Bone is an exquisitely evolved connective tissue that serves structural and metabolic roles in the body. Bone fragility leading to fracture is a significant medical and economic burden facing our society. Each year, 1.5 million Americans suffer an agerelated fracture, resulting in direct-care expenditures of 18 billion dollars a year and often leading to decreased quality of life or even death.
Animals with targeted mutations in a bone matrix protein (KO) are utilized to study the protein’s roles in regulating extracellular matrix (ECM) deposition and architecture and understanding how these functions relate to bone disease and fracture etiology.
The importance of skeletal loading for the maintenance/increase of bone mass was suggested as early as 1892. In addition to increased size, mechanical loading influences bone ECM quality. Since many diseases influence the mechanical integrity of bone through altered tissue quality, mechanical stimulation may be a practical way to prevent/treat ECM deficiencies.

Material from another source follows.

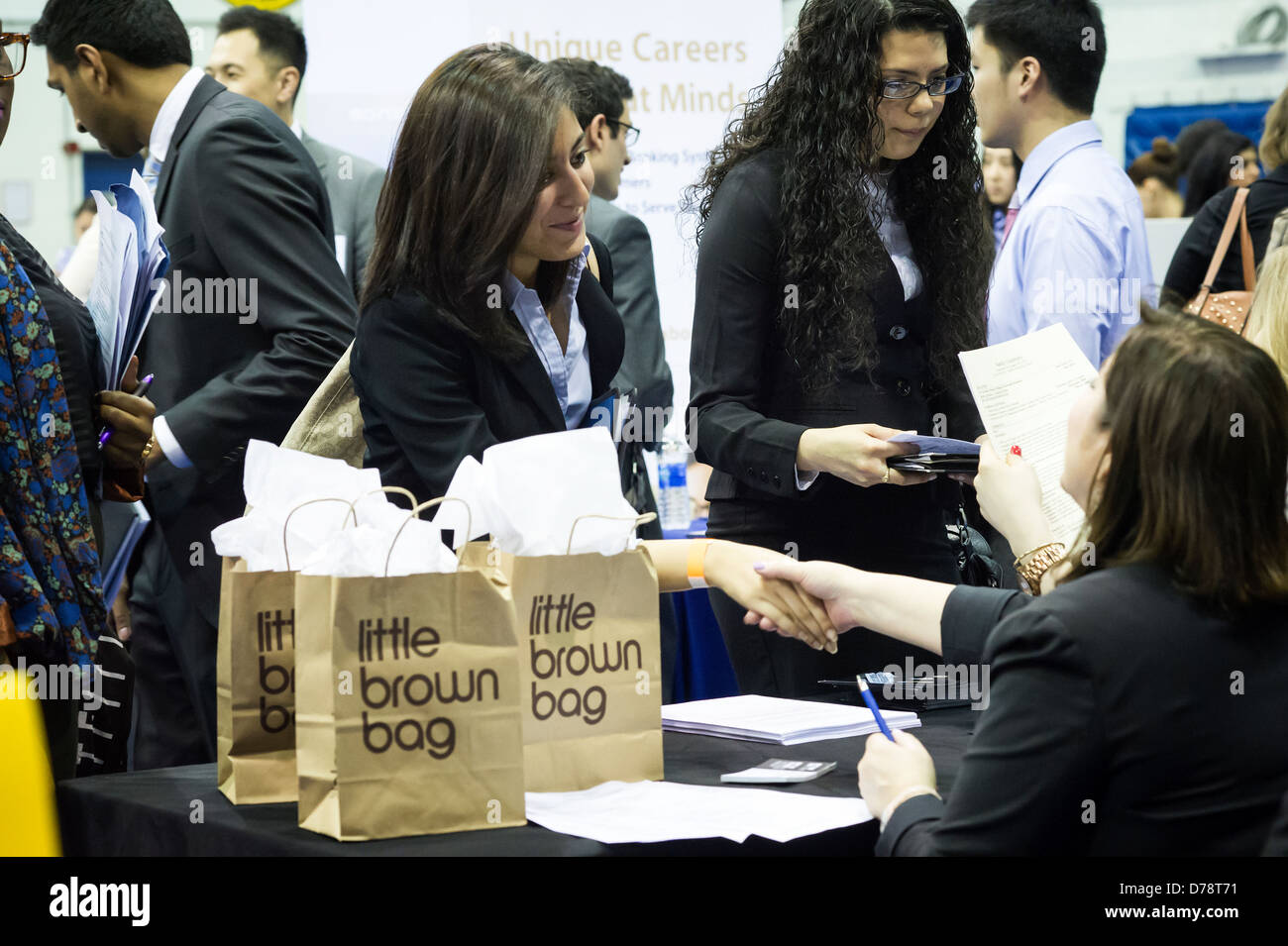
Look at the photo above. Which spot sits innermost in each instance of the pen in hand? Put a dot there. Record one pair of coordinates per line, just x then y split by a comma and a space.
872, 704
138, 392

Mouse inbred strain-specific responses in bone have been demonstrated following mechanical stimulation and bone regeneration. No study has demonstrated that the response to a genetic deletion can exhibit inbred-strain-specific characteristics, or that phenotypic changes can be modulated with mechanical stimulation. It was hypothesized that the response to a genetic deletion (the bone matrix protein biglycan, bgn), mechanical stimulation (running) and a combination of these two variables would display inbred-strain-specific characteristics in the tibiae of C57BL6/129 (B6;129) and C3H/He (C3H) male mice.
This dissertation establishes for the first time that an inbred strain-specific response to genetic deletion exists, further develops the roles that biglycan plays in regulating collagen and mineral in vivo and links these in vivo roles with mechanical integrity. Without addition of new bone, exercise altered the pre-existing ECM which influenced tissue quality and mechanical integrity. In B6;129 KO, exercise-induced changes in tissue composition compensated for tissue-level mechanical deficiencies, suggesting that mechanical stimulation may be effective as a therapeutic intervention for diseases associated with deficiencies in bone quality. These studies provide new insights into inbred strain research which has important implications to the proper interpretation of investigations into the effects of genetic deficiencies and loading on the skeleton.